Crossroads The ACM Magazine for Students

Sign In

Association for Computing Machinery

Magazine: Privacy challenges and solutions in the social web

Privacy Challenges and Solutions in the Social Web

Article Glyph

by Grigorios Loukides and Aris Gkoulalas-Divanis

Research related to online social networks has addressed a number of important problems related to the storage, retrieval, and management of social network data. However, privacy concerns stemming from the use of social networks, or the dissemination of social network data, have largely been ignored. And with more than 250 million active Facebook users, nearly half of whom log in at least once per day [5], these concerns can’t remain unaddressed for long.
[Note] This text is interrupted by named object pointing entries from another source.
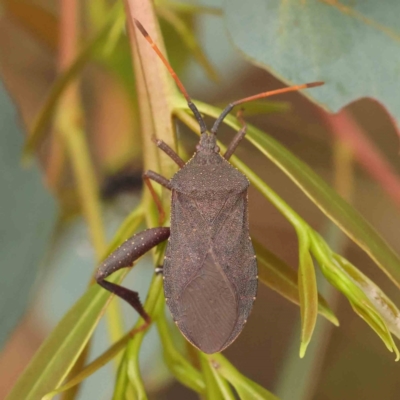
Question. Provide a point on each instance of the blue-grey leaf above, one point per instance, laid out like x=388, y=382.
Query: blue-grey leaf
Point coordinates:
x=354, y=46
x=28, y=213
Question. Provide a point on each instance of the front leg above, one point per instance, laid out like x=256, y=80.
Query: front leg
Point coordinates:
x=125, y=256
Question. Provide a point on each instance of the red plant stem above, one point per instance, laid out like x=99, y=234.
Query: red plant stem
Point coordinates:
x=343, y=126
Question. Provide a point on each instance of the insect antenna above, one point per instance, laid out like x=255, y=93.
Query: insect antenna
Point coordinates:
x=194, y=109
x=230, y=106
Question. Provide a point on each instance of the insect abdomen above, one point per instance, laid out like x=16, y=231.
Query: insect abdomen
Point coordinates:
x=208, y=307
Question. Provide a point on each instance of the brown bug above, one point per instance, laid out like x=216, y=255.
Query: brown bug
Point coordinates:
x=210, y=268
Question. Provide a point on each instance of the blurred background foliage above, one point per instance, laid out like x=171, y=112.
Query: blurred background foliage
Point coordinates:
x=355, y=151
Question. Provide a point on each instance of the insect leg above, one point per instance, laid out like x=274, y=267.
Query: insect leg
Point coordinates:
x=167, y=150
x=159, y=270
x=238, y=137
x=125, y=256
x=148, y=176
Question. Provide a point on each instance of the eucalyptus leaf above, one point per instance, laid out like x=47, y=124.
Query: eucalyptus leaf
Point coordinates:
x=347, y=218
x=27, y=220
x=245, y=387
x=308, y=292
x=277, y=275
x=59, y=352
x=353, y=46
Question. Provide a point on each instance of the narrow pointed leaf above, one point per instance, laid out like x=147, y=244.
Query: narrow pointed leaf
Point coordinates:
x=246, y=388
x=212, y=391
x=308, y=293
x=277, y=275
x=58, y=353
x=46, y=113
x=179, y=366
x=337, y=275
x=189, y=40
x=386, y=308
x=94, y=366
x=336, y=208
x=223, y=385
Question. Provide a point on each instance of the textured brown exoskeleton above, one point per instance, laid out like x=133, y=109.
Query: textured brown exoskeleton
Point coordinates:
x=210, y=269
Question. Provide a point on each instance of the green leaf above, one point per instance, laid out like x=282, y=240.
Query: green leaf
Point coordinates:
x=245, y=387
x=277, y=275
x=386, y=308
x=28, y=218
x=189, y=39
x=223, y=385
x=308, y=292
x=320, y=250
x=334, y=269
x=337, y=209
x=212, y=391
x=47, y=112
x=336, y=42
x=94, y=366
x=58, y=353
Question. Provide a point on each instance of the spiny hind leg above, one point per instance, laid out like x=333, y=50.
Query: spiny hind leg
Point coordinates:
x=125, y=256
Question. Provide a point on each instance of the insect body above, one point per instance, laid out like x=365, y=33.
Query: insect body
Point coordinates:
x=210, y=269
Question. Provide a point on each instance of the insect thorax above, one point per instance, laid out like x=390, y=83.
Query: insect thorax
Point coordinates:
x=217, y=176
Broadly speaking, there are two types of concerns: 1) data access-related issues, where users are allowed access to other users' data while using the social network, and 2) data publication-related issues, or how social network data can be shared with recipients in a privacy-preserving way.

The first type of privacy concerns are raised because social networks contain rich information that users are only willing to share with trusted parties, such as users' real identities, their participation in certain activities or groups, and their multimedia content. Since there are cases in which users lack control of how this information is shared with other parties, privacy may be compromised [3]. For example, conversations in blogs may be recorded and published on the comment-tracking Web site coComment [4] without explicit user notification. Such publication may create privacy concerns, as in a case where a user found messages posted to Citibank published on coComment which questioned the security of Citibank’s Web site [12].

Furthermore, users may not realize which of their activities are visible to other users of the social network. For instance, Facebook has different privacy policies for "photo album" and "profile photos," with the former open to more users than the latter.

Ensuring that social networks operate in a privacy-aware manner requires controlling which users' information a certain social network user can access. Although this can be achieved by simple opt-in/opt-out policy, such as Facebook's "edit album privacy" feature, a more careful consideration of the problem involves flexible privacy policy specification and enforcement techniques, or access control. Since such problems are closely related to the area of data security, we do not discuss them further here and refer the reader to Sloman and Lupu [13], and Squicciarini, Shehab, and Paci [14] for details.

Privacy concerns also arise when the owners of social networks disseminate parts of their network data to untrusted recipients, usually marketers, for analyzing or mining. Users may be both emotionally and economically harmed when such analysis reveals their sensitive information. Assume, for example, that a social network owner wants to share data with a marketing researcher aiming to statistically analyze this data in order to identify potential customers based on users' common habits. Releasing the data intact is obviously undesirable because it potentially contains the user’s identifying information—personal name, contact information, and phone number—that should not be disclosed.

In addition, users often do not feel comfortable revealing specific activities or affiliations, or sensitive data, such as brand preferences or Web browsing history. This necessitates preventing the inference of such information in released social network data.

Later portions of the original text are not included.